His perception was wholly disconcerting, much too close to the truth. Kate opened her mouth to deny, but thought the better of it. Far wiser not to speak at all. She had already betrayed too much.

“Did he fancy himself Pygmalion then?” Duncan sensed his advantage and pressed the point. “I had always thought that the gods did Galatea no great favor when they brought her to life. ‘Tis an easy thing for marble to maintain perfection, but when Pygmalion’s creation became flesh and blood, I warrant she was bound to disappoint him. Is that who you are running from, ‘Mrs. Smith’? Did Galatea suddenly find that she had dreams of her own, a will that would not be chiseled to suit the sculptor who would shape her to his own image?”

“You are a fanciful man, milord,” Kate said, trying to conceal her sudden confusion. “I had always thought that rogues were of a pragmatic frame of mind.”

“And how did you become aware of my rakish history, Mrs. Smith?” he asked, advancing slowly.

She had made a grievous tactical error, in fact, several, she realized as she rapidly tried to recall what else she had let slip. It was so long since she had allowed herself to be carried away, to give vent to her true feelings. What magic did this man have to make her so reveal herself? “Your behavior is common knowledge . . . the crofters . . .” She left the words dangling, hoping that they would be adequate.

They were not.

“I left this place at the age of fourteen,” he said. “As far as the crofters were concerned, I might as well have fallen off the rim of the earth and good riddance. The last news to reach beyond the passes of this corner of Wester Ross was likely the Bonnie Prince’s defeat.”

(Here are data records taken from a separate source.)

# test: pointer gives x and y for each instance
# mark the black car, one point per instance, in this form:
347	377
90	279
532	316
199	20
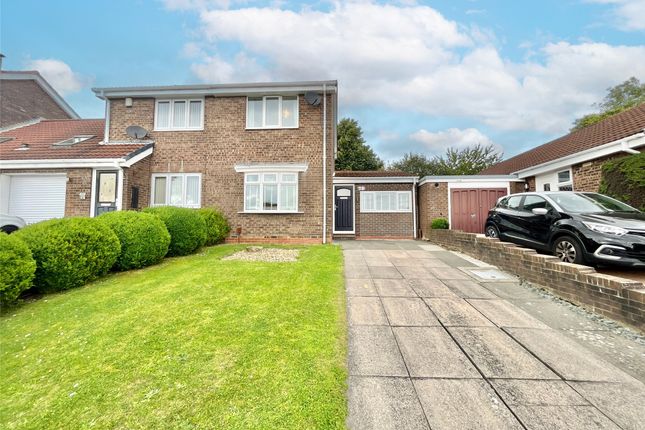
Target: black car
583	228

“Very well then, if you must know.” Kate gave a shrug of feigned indifference, knowing that any retreat could be fatal. “The ‘Mad MacLean’ something of a byword in military circles, milord. Your exploits both on and off the battlefield gained you no little notoriety.”

Her use of his sobriquet gave the explanation credence, but he knew that it was not of whole cloth. Something was missing and he pressed the attack once again. “Almack’s, military circles, dining with Prinny does not add up to ‘Mrs. Smith’, poaching off the land and existing hand to mouth. I find myself tiring of this ‘Mrs. Smith’, nonsense. We both know it to be a fiction, so I refuse to call you by that last name any longer. Tell me, why are you here, Kate?”

Once again, she found herself scrambling to maintain her position. “If you think me a liar, milord, perhaps it is best if we go,” she said, facing the possibility that the battle was lost.

“Is he a brute, Kate? Did he hurt you? Or the child?” For a brief instant, he saw something flare in her eyes, then disappear as quickly as it came.

“No,” Kate said, meeting his gaze squarely, “There is no husband searching for me, milord. Anne’s father is more than a year in his grave and he would never have knowingly harmed his daughter, or me.”

That was truth; there were no lies in that straightforward look. “Then why? Why have you abandoned the world of Mayfair and the beau monde? Were you left destitute? Is that why you are hiding at the edge of nowhere, living in a crumbling ruin?”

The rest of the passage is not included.